Corti's New Symphony For Speech-to-Text Model Beats OpenAI At Medical Terminology Accuracy, Highlighting The Value Of Specialized AI

Today, Copenhagen-based healthcare AI Corti is launching Symphony for Speech-to-Text, a new generation of clinical-grade speech recognition models specifically engineered for real-time dictation, conversation transcription and batch audio processing – and their accuracy rates are the highest ever recorded for this specific use case.

"We are focused on ensuring that our AI scribes can be trusted by physicians, medical professionals, and patients…the entire healthcare system." Andreas Cleve, co-founder and CEO of Corti, said in an exclusive video call interview with VentureBeat.

The performance data the company is putting out paints a clear picture of the current state of enterprise AI: When it comes to highly regulated, niche industries, domain-specific models can outperform foundation model providers.

In a newly published research paperCorti revealed that its new clinical-grade speech model has reduced the word error rate (WER) by 93% compared to the leading generalist speech model. and API on medical terminology.

On English medical terminology, it Symfony achieved a remarkably low 1.4% WER for speech-to-text. By comparison, OpenAI’s speech model recorded 17.7% WER, ElevenLabs surged 18.1%, Whisper recorded 17.4%And Parakeet scored 18.9%.

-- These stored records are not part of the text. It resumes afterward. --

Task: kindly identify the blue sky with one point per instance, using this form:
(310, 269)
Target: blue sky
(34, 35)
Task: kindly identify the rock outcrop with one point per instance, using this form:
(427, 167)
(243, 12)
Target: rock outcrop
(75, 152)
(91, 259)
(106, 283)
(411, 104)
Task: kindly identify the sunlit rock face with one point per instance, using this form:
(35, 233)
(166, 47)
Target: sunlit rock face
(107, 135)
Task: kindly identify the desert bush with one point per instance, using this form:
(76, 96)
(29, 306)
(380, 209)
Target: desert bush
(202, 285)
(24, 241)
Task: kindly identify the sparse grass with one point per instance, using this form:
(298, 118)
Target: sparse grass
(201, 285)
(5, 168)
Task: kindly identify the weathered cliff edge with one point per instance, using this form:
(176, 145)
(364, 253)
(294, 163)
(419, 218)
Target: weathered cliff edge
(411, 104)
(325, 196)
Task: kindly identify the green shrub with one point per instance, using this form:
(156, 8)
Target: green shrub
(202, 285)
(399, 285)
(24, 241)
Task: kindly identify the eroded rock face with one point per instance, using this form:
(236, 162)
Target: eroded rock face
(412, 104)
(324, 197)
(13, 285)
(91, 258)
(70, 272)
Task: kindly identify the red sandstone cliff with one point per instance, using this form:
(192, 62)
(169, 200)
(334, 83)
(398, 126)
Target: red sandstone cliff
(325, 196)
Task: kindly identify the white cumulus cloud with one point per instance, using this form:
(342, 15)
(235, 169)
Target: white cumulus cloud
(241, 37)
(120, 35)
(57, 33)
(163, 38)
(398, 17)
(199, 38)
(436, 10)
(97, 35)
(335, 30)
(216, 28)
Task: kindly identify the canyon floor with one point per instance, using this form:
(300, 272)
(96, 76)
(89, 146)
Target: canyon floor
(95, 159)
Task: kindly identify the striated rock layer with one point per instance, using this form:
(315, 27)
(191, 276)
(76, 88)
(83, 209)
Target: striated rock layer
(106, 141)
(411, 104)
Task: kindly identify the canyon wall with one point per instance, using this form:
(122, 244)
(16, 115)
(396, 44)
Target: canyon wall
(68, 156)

Corti’s announcement serves as an important inflection point for health care manufacturers. While general-purpose APIs like OpenAI’s Whisper are adequate for wide-domain transcription, they often stumble over medical abbreviations, complex drug dosages, shorthand, and noisy emergency room environments. Symphony for Speech-to-Text aims to solve this by providing developers with a highly specialized, production-grade API designed from the ground up for clinical workflows.

The agentic era demands lossless data input

The launch of Symfony for speech-to-text highlights how healthcare uses voice technology. For decades, medical speech recognition was primarily about producing a static text document for human doctors to review – a digital replacement for a notepad.

But as the healthcare industry calls on technologists, there’s interference "agentic era," Where autonomous AI agents actively assist in clinical decision making, EHR navigation, and real-time support, the transcript is no longer the end product. This is the basic data layer.

“Speech has always been one of the most important inputs to healthcare,” Cleve said in a statement to VentureBeat. “What is changing is what happens after the words are captured. In the agentic era, speech recognition requires more than just generating a transcript – we need to give AI systems accurate clinical facts to reason about. If a model misunderstands a medication, dosage or symptom, each downstream step becomes less reliable. Symphony for Speech-to-Text gives healthcare builders a speech layer that builds on clinical reality Precise enough to thrive.”

This is where the complex danger of high word error rates comes into play. If a general-purpose AI model hallucinates a transcription-turning "hyperthyroidism" In "hypothyroidism," Or misinterpreting the dosage of a critical drug – every next AI agent relying on that transcript will operate on corrupted data. Corti’s architecture minimizes this risk by producing structured, clinically usable output directly from the API, helping downstream AI applications reason on clean facts rather than messy, unformatted text.

Nowhere is this more evident than in Corti’s entity recall benchmark. Symphony reaches astonishing levels for speech-to-text -98.3% recall rate on formatted clinical unitsSuch as dosage, measurement and dates. On the contrary, Corti reported that the strongest general-purpose baseline model only maximized at 44.3% recall F.or similar institutions.

For developers building ambient AI documentation tools, that 54% difference is the difference between a tool that saves a physician time and a tool that constitutes medical liability.

dethrone industry

While Corti’s benchmarks against modern LLM builders like OpenAI and ElevenLabs are striking, the company is also taking aim at legacy medical transcription giants.

For years, the gold standard for dedicated physician dictation has been Dragon Medical One. However, these legacy systems were historically intentionally optimized for physician dictation, not as the underlying infrastructure for ambient AI, complex multi-party conversations, or real-time clinical support tools.

In a real-world English medical dictation evaluation, Corti achieved a 4.6% WER, outperforming Dragon’s 5.7% (19% relative improvement).

Additionally, Corti demonstrated higher medical term recall than Dragon (93.5% vs. 92.9%).

By providing this level of accuracy through API endpoints, Corti is enabling third-party developers, EHR vendors, and virtual care platforms to create their own custom dictation and ambient listening devices that outperform the industry’s legacy ones.

"We want people to build apps on top of our models," Cleve said. "The goal is to spread the technology as widely as needed so that it can be as useful as possible to patients and their doctors and professionals."

For Cleve and his co-founders, the mission is a personal one: Cleve’s own mother was a health care professional who was attacked by a patient and spent years struggling to recover. He sought to improve health care processes as a way to honor their sacrifice.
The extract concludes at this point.